Marilynn Philamena Wylie, University of Pennsylvania

Abstract

In many applications, such as satellite communications and imaging, an array of sensors is used to spatially and temporally sample a propagating wavefield that has contributions from the signals of interest as well as interference and additive noise. Since the propagating field is a function of both space and time, its dependence on either or both of these features may be exploited in order to enhance the detectability of the signals of interest. Traditionally, direction of arrival information has been used to spatially filter the incident wavefields.
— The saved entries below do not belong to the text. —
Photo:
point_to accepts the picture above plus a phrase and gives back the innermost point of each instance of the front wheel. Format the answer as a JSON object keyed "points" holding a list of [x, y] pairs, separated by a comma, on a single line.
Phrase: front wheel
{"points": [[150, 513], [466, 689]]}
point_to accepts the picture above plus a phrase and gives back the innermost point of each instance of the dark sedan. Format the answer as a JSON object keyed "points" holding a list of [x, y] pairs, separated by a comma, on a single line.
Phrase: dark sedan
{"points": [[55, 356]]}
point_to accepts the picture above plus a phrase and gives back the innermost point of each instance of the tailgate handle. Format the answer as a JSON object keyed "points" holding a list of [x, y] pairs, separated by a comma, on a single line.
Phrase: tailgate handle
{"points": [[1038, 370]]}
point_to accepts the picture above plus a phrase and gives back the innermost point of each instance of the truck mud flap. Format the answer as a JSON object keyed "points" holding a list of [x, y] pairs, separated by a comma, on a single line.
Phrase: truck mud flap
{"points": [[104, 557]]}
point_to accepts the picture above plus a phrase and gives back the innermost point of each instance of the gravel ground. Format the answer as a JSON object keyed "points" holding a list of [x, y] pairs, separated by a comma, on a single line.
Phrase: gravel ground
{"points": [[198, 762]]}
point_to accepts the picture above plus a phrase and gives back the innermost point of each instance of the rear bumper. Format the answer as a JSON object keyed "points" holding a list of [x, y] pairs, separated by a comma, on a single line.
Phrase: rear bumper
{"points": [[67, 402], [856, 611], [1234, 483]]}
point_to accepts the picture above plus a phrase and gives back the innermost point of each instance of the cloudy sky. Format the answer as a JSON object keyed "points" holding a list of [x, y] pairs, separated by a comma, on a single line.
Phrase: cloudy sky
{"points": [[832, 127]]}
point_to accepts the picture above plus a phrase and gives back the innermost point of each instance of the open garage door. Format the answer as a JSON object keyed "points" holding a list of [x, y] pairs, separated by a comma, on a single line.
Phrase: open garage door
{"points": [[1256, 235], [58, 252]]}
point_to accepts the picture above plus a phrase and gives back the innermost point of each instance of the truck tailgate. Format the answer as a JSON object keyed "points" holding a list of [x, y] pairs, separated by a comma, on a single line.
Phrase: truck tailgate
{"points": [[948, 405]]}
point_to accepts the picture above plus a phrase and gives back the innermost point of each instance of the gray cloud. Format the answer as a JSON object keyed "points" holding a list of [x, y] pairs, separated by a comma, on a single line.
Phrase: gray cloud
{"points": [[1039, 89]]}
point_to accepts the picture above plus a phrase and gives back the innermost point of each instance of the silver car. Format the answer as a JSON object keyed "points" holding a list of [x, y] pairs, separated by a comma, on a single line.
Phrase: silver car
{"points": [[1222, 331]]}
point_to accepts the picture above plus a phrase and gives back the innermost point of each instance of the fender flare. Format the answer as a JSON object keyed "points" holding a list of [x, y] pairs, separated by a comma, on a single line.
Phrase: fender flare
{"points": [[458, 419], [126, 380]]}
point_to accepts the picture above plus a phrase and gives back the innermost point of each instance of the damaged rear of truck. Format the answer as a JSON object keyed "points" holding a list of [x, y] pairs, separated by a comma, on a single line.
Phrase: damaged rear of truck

However, there is an emerging class of cyclic direction finding techniques that also exploits cyclostationarity (which is a temporal property) to further attenuate the effects of co-channel interference and noise. Part I of this dissertation is centered around the development of three new techniques which are designed to advance the state of the art in spatio-temporal signal processing. Part II focuses on the development of a new algorithm for time delay estimation in spread spectrum communications. The apparently dissimilar problems investigated in Parts I and II are unified by the commonality in the techniques used. In Part II, we apply the MUSIC algorithm, which has traditionally been used for direction finding, to the problem of time delay estimation in spread spectrum communications. The contributions of this dissertation are the (i) development of a new self-calibration and direction finding algorithm (assuming a single source); (ii) theoretical performance evaluation of the calibration algorithm; (iii) derivation of a Constrained Cramer-Rao Lower Bound on mean-squared estimation error; (iv) development of a new self-calibration algorithm (assuming multiple sources); (v) development of a new frequency focusing-cyclic direction finding technique that generates virtual array 'observations'; (vi) development of a new time delay estimation algorithm for spread spectrum communications that maps the usual K-dimensional timing problem (for a K-user system) to K one-dimensional problems and; (vii) derivation of a closed form expression for the Cramer-Rao Lower Bound for mean-squared time delay estimation. For each problem, a representative body of simulations is presented to verify estimator performance.

Subject Area

Electrical engineering|Remote sensing

Recommended Citation

Wylie, Marilynn Philamena, "Contributions to spatio-temporal signal processing" (1995). Dissertations available from ProQuest. AAI9543158.